While in the first scenario people were killed, and in the second scenario parents were deprived, this third scenario is designed to take away these problems. But this third proposal still has two remaining problems. First, if we have a choice between creating an empty zombie and a living feeling person who finds their life worth living, this second option seems to result in a better world. Which argues against zombies. Second, if zombies seem like monsters, supporters of this proposal might might be blamed for creating monsters. And as the zombies look a lot like humans, many will see you as a bad person if you seem inclined to or capable of treating them badly. It looks bad to be willing to create a lower class, and to treat them like a disrespected lower class, if that lower class looks a lot like humans. So by supporting this third proposal, you risk being blamed.
4. My fourth and last scenario is designed to split apart these two problems with the third scenario, to make you choose which problem you care more about. Imagine that robots are going to take over most all human jobs, but that we have a choice about which kind of robot they are. We could choose human-like robots, who act lively with passion and humor, and who inside have feelings and an inner life. Or we could choose machine-like robots, who are empty inside and also look empty on the outside, without passion, humor, etc.
If you are focused on creating a better world, you’ll probably prefer the human-like robots, as that which choice results in more creatures who find their lives worth living. But if you are focused on avoiding blame, you’ll probably prefer the machine-like robots, as few will blame you for for that choice. In that choice the creatures you create look so little like humans that few will blame you for creating such creatures, or for treating them badly.

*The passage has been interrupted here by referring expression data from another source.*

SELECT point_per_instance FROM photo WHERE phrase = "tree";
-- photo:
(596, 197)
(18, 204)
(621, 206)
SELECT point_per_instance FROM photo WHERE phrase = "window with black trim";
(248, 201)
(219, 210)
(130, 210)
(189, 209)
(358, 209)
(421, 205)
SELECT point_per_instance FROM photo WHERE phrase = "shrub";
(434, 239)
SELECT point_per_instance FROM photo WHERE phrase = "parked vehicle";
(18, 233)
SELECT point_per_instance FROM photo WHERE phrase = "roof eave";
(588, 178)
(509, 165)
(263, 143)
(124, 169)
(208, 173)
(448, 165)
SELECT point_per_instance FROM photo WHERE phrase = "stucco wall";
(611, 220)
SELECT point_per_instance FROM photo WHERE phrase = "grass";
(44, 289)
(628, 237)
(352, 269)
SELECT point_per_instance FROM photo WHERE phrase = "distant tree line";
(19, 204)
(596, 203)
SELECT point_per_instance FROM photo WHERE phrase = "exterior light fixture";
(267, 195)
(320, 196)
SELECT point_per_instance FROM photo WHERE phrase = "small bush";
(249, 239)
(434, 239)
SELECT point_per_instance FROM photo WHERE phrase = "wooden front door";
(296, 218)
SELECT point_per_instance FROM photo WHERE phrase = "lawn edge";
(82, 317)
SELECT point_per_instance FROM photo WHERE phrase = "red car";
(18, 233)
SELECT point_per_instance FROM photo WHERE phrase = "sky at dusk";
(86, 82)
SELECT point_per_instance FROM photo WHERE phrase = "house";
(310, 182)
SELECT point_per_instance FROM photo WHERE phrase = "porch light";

I recently ran a 24 hour poll on Twitter about this choice, a poll to which 700 people responded. Of those who make a choice, 77% picked the machine-like robots:
If some kind of robot is going to replace humans on most jobs, would you prefer it to be 1) empty machine-like robots w/ no feelings or inner life, or 2) lively human-like robots full of passion, & humor? You probably feel guilty mistreating 2, but not 1.

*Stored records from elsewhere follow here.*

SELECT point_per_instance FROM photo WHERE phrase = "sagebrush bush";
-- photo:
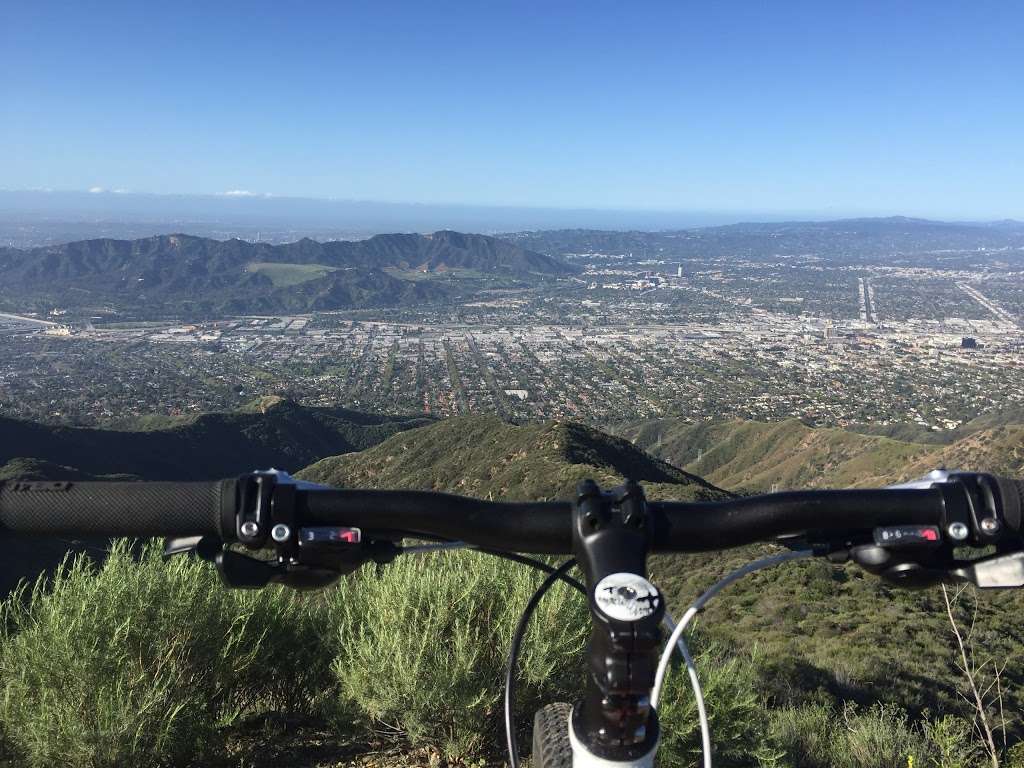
(880, 736)
(137, 662)
(735, 713)
(422, 644)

— Robin Hanson (@robinhanson) November 6, 2018
Maybe my Twitter followers are unusual, but I doubt that a majority of a more representative poll would pick the human-like option. Instead, I think most people prefer the option that avoids personal blame, even if it makes for a worse world.
My poll results are in, and they agree with yours: 12/17 picked Machine-like and the remaining 5/17 picked Human-like. (I did not offer a third option.) I phrased the questions exactly as you did, but left out the comment that I regarded as objectionable.
And a way to distinguish these two explanations would be a question that would require you to honestly dissent from a majority opinion. Since people seem to do better in Asch-style experiments when the answer is to be communicated privately, I'd say that's points for my hypothesis, if I'm understanding your proposed explanation correctly.